It’s called Discord, but the instant messaging app has actually done more uniting during COVID-19 pandemic

By Elijah Jhee, Sunny Hills High School

During a time when face-to-face interaction and social gatherings with peers seem impossible because of COVID-19 health and safety issues, students like senior Quinn Cassidy only need to boot up their computers or smartphones and launch a single application to connect with friends.

No, it’s not Zoom or Google Meet.

Neither is it FaceTime or Skype.

With the click of his mouse button, Cassidy opens Discord, an instant messaging application created in 2015 that offers voice and video calls, text messaging channels and screen-sharing, features similar to what Zoom offers.

Although the messaging system had always been popular within the gaming community, Discord recently gained attention over quarantine as a more mainstream communication platform.

“Discord allows me to talk to my friends, even during this time, so it acts as a way for me and my friends to substitute the real life interaction that we all miss,” said Cassidy, who was first introduced to Discord in 2016 while browsing the social media platform Reddit.

Before Discord, Cassidy rarely used any other messaging platforms, such as Skype. However, he now credits Discord as an integral part of his life.

Similar to the communication service known as Slack, Discord operates on a server-based messaging system in which members communicate with one another in a large group-facilitated workplace. Within these servers, members can type to one another in categorized chat logs.

However, Discord’s selling point lies in its integration of voice and video channels which allows members to verbally communicate with others in a private space, almost like the breakout rooms in a Zoom meeting.

“The ability to have everyone together while also being able to separate out to different voice channels really allows for lots of options and makes the chatting experience very streamlined,” Cassidy said. “It also has the ability to share your screen and camera to the calls you are in, so it’s a very convenient tool.”

And while other communication services such as Zoom and Slack remain crucial for businesses and schools, Discord’s main appeal lies in its marketing and functionality as a program designed for more leisurely activities such as gaming and live-streaming with friends. Discord features high quality 1080p screen-sharing, low impact on computer performance and customizable friend statuses to support the program’s recreational image.

To access the application, users can download the free program onto their computer or smartphone on the Discord website or Apple/Google Play store. Along with the program being free, Discord does not feature any ads on its application. After downloading the program, users can either create their own servers for friends, or receive an invite to join one through a shareable link. If the former, users can then control which members access their server’s shareable link by customizing how long an invite lasts and the number of users that a single link can invite.

After learning about the application in 2016 through her friends, Junior Rachel Hong runs both her games and Discord on her personal laptop.

“Playing these multiplayer games in combination with Discord allows friends to have fun together while sharing verbal emotions like laughing or shouting,” Hong said. “These experiences can make up for the lack of physical interaction between students that is currently occurring because of coronavirus.”

In addition to servicing as a program for casual messaging, she said Discord can even be useful for educational purposes.

“We’re able to share our screens, which helps us work on projects and receive help for homework,” Hong said. “I would say that doing work in-person is definitely better, but Discord is the next best thing.”

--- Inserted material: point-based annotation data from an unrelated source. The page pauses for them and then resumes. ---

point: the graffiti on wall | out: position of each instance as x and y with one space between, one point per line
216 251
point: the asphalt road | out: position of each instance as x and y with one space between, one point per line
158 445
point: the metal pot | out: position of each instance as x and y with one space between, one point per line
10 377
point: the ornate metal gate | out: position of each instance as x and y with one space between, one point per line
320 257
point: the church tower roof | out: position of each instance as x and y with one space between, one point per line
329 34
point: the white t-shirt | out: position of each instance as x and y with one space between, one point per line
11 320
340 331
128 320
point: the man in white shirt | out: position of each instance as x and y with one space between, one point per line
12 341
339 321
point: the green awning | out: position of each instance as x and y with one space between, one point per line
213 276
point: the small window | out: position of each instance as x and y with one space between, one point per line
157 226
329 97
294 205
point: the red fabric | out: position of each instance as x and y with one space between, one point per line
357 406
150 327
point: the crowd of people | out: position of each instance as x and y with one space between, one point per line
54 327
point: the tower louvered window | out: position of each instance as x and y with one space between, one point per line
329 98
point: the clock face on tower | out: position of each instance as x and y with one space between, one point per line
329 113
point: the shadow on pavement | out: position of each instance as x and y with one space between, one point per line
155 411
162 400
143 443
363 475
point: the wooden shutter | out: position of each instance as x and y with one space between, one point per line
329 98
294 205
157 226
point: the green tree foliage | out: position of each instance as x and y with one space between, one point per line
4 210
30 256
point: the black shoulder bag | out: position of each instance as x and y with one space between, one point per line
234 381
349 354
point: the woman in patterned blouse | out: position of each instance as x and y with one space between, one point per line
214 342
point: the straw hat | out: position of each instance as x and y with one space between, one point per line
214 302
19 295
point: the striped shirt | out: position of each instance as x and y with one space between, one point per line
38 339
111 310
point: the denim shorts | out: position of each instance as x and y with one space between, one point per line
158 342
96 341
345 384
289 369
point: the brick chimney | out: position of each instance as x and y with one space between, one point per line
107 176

Along with this app’s functionality for group projects, the Sunny Hills League of Legends eSports team relies on it to allow its players to communicate with others during a game.

“Communication is a huge part of competing in eSports, so Discord is a really useful tool that allows the team to talk to one another,” said senior Dylan Kim, an SH League of Legends eSports player. “Discord’s simple layout as an instant messaging service is really appealing, and I couldn’t imagine using a different program to help us during games.”

He first discovered Discord’s potential in eSports and as a messaging system upon discovering the application from a friend during its release in 2015.

“Before Discord, we would use Skype and the audio quality was nothing compared to Discord,” Kim said. “I think naturally, Discord was introduced within the gaming community with the intent to appeal to people in the eSports scene since there weren’t many other communication programs already established.”

And when his team isn’t winning CIF eSports titles, Kim also utilizes the application as a means of hosting virtual hangouts with his friends after realizing that the video and screen-share features of Discord can also be utilized for more casual reasons.

“Discord is a great way to blow off some steam and play some games or watch a movie with friends,” he said. “I love joining a voice channel full of people on like a Friday after school and just spending time together, especially since we can’t go outside that much.”

Cassidy, who also regularly uses the application to watch movies and play games with his friends, agrees that Discord provides a simple method of communication that is free of any bugs or issues.

“These sorts of social activities work pretty similarly to our real life interactions, since we’re all having fun together and talking,” he said. “Sometimes, these real life activities work better over Discord since we can share screens and more easily send messages, photos or videos over to each other.”

And even when social distancing ends and students can comfortably meet up together in real life, Discord will remain a reliable method of communication between peers when in-person interaction is unavailable, Kim said.

“It’s ironic that the application is called Discord though,” he said. “After all, the application seems to generate more harmony between friends rather than creating Discord between them.”